Of course, programming every wireless client's MAC address into every access point across a large enterprise network would be impractical. MAC filters can be implemented on some RADIUS servers instead of in each access point. This configuration makes MAC filters a much more scalable security solution. Simply entering each MAC address into RADIUS along with user identity information, which would have to be input anyway, is a good solution. RADIUS servers often point to another authentication source, so that other authentication source would need to support MAC filters.

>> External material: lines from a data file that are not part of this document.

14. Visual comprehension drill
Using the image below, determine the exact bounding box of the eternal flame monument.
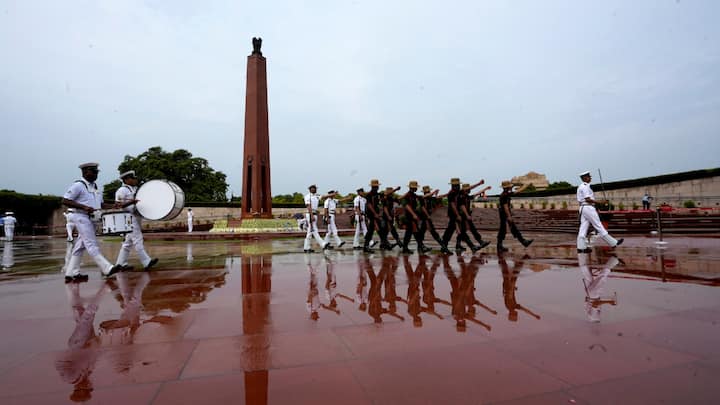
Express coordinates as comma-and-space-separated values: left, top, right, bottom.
240, 38, 272, 219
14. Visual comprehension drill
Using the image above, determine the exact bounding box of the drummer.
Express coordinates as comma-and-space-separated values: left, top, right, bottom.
115, 170, 158, 270
62, 162, 128, 283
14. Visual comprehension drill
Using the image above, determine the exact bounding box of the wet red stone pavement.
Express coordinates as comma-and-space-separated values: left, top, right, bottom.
0, 234, 720, 404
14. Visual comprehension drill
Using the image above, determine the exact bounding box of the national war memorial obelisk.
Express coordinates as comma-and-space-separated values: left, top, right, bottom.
240, 38, 272, 219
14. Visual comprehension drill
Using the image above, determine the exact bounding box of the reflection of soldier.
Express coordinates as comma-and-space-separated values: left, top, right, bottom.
498, 254, 540, 322
418, 256, 450, 319
55, 283, 106, 402
320, 252, 355, 315
578, 253, 620, 322
305, 254, 320, 321
185, 243, 194, 263
383, 256, 405, 321
100, 273, 150, 344
363, 257, 387, 323
62, 243, 74, 274
458, 256, 497, 324
445, 256, 491, 332
443, 260, 466, 332
403, 256, 424, 327
2, 241, 15, 269
355, 249, 368, 311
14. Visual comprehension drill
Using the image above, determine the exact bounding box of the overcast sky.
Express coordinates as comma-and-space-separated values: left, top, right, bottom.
0, 0, 720, 195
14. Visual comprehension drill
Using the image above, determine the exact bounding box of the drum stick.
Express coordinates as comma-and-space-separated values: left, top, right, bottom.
598, 168, 610, 204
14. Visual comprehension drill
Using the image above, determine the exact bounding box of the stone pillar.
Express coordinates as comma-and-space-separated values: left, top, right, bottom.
240, 38, 272, 219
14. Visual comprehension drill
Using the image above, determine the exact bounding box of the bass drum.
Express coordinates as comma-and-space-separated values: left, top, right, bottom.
135, 180, 185, 221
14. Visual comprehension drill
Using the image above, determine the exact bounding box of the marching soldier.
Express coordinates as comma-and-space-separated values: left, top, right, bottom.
62, 163, 132, 283
115, 170, 158, 270
3, 211, 17, 242
418, 186, 452, 255
353, 187, 367, 250
363, 179, 390, 253
497, 180, 533, 252
438, 177, 482, 253
380, 187, 403, 250
401, 180, 432, 253
303, 184, 329, 253
324, 190, 345, 248
458, 180, 490, 249
577, 171, 624, 253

MAC filters can work in reverse as well. For example, consider an employee who left a company and took their wireless LAN card with them. This wireless LAN card holds the WEP key and MAC filters, which, for the sake of this example, are not used. The administrator could then create a filter on all access points to disallow the MAC address of the client device that was taken by the employee. If MAC filters were already being used on this network when the wireless LAN card was stolen, removing the particular client's MAC address from the allow list would work as well.

Although MAC filters may seem to be a good method of securing a wireless LAN in some instances, they are still susceptible to the following intrusions:
  • Theft of a PC card that is in the MAC filter of an access point
  • Sniffing the wireless LAN and then spoofing with the MAC address after business hours

MAC filters are great for home and small office networks where there are a small number of client stations. Using WEP and MAC filters provides an adequate security solution in these instances. This solution is adequate because no intelligent hacker is going to spend the hours it takes to break WEP on a low-use network and expend the energy to circumvent a MAC filter for the purpose of getting to a person's laptop or desktop PC at home.


Circumventing MAC Filters

MAC addresses of wireless LAN clients are broadcast in the clear by access points and bridges, even when WEP is implemented. Therefore, a hacker who can listen to traffic on your network can quickly find out most MAC addresses that are allowed on your wireless network. In order for a sniffer to see a station's MAC address, that station must transmit a frame across the wireless segment.

Some wireless PC cards permit the changing of their MAC address through software or even operating system configuration changes. Once a hacker has a list of allowed MAC addresses, the hacker can simply change the PC card’s MAC address to match one of the PC cards on your network, instantly gaining access to your entire wireless LAN.

Since two stations with the same MAC address cannot peacefully co-exist on a LAN, the hacker must find the MAC address of a mobile station that is removed from the premises at particular times of the day. It is during this time when the mobile station (notebook computer) is not present on the wireless LAN that the hacker can gain access into the network. MAC filters should be used when feasible, but not as the sole security mechanism on your wireless LAN.


Protocol Filtering

Wireless LANs can filter packets traversing the network based on layer 2-7 protocols. In many cases, manufacturers make protocol filters independently configurable for both the wired segment and wireless segment of the access point.

Imagine a scenario where a wireless workgroup bridge is placed on a remote building in a campus wireless LAN that connects back to the main information technology building's access point. Because all users in the remote building are sharing the 5 Mbps of throughput between these buildings, some amount of control over usage must be implemented. If this link was installed for the express purpose of Internet access for these users, then filtering out every protocol except SMTP, POP3, HTTP, HTTPS, FTP, and any instant messaging protocols would limit users from being able to access internal company file servers for example. The ability to set protocol filters such as these is very useful in controlling utilization of the shared medium. Figure 10.5 illustrates how protocol filtering works in a wireless LAN.